11.02.2016

Ganz oben und ganz unten

Der südafrikanische Schriftsteller Niq Mhlongo begleitet seinen Antihelden durch die Zeit vor und während der Apartheid. Herausgekommen ist ein spannender, gesellschaftskritischer Thriller.

Niq Mhlongo: Way Back Home. Verlag Das Wunderhorn, Heidelberg 2015, 280 Seiten 24,80 Euro
Er trägt an jedem Handgelenk eine Luxusuhr, raucht nur die besten Zigarren und säuft ständig teuren Single-Malt-Whisky. Er kauft sich Frauen und versucht, per Korruption Aufträge für seine Baufirma zu ergattern. Die Ehefrau hat ihn verlassen, weil er fremdgegangen ist, und für seine Tochter zahlt er keine Alimente. Kurz: Kimathi Tito, der Protagonist aus „Way Back Home“, ist kein Sympathieträger. Dennoch ertappt man sich beim Lesen zuweilen dabei, ihm die Daumen zu drücken und zu hoffen, dass er sein verpfuschtes Leben wieder in den Griff bekommt.

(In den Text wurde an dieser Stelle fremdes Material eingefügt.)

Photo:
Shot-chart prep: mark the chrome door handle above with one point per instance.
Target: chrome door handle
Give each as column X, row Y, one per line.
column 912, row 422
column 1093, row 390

Der südafrikanische Schriftsteller Niq Mhlongo hat mit Kimathi Tito einen Antihelden geschaffen, dessen Versagen und Leiden man als Leser hautnah miterlebt. Während Tito im heutigen Südafrika gegen seinen Ruin ankämpft, berichtet Mhlongo mittels kürzerer Kapitel aus der Zeit der Antiapartheid-Bewegung, in der auch Tito aktiv war.

In den späten 1980er Jahren trainieren und kämpfen Apartheidgegner in Angola. In einem Strafcamp für vermeintliche Verräter der Bewegung führen zwei Männer ein sadistisches Regime – sie quälen, erniedrigen, foltern, töten. In knappen, drastischen Sätzen beschreibt Mhlongo die vorherrschende Unmenschlichkeit und führt am Ende zwei verschiedene Erzählstränge zusammen.

Was ist dieses Buch nun? Ein Thriller. Eine Überzeichnung des Bösen. Irgendwie auch eine Gesellschaftskritik an der schwarzen Elite im heutigen Südafrika. Vor allem aber hat Mhlongo einen spannenden Roman geschrieben, der handwerklich einwandfrei funktioniert und überzeugt: spitz gezeichnete Charaktere, temporeiche Handlungsstränge, absurde Momente, wie etwa ein Besuch des Protagonisten bei einem traditionellen Heiler. Südafrika und seine Historie dienen bei alldem lediglich als Hintergrund für eine teils groteske Geschichte.

Einzig die ständig genannten Luxusmarken nerven beim Lesen. Man fragt sich, weshalb der Autor sie derart strapaziert, man erkennt schließlich schon nach den ersten Markennamen, dass es um Dekadenz geht. Da Mhlongo ansonsten sehr gekonnt schreibt, ist ihm zuzutrauen, dass er den Leser hier einfach strapazieren will. Es sei ihm gegönnt.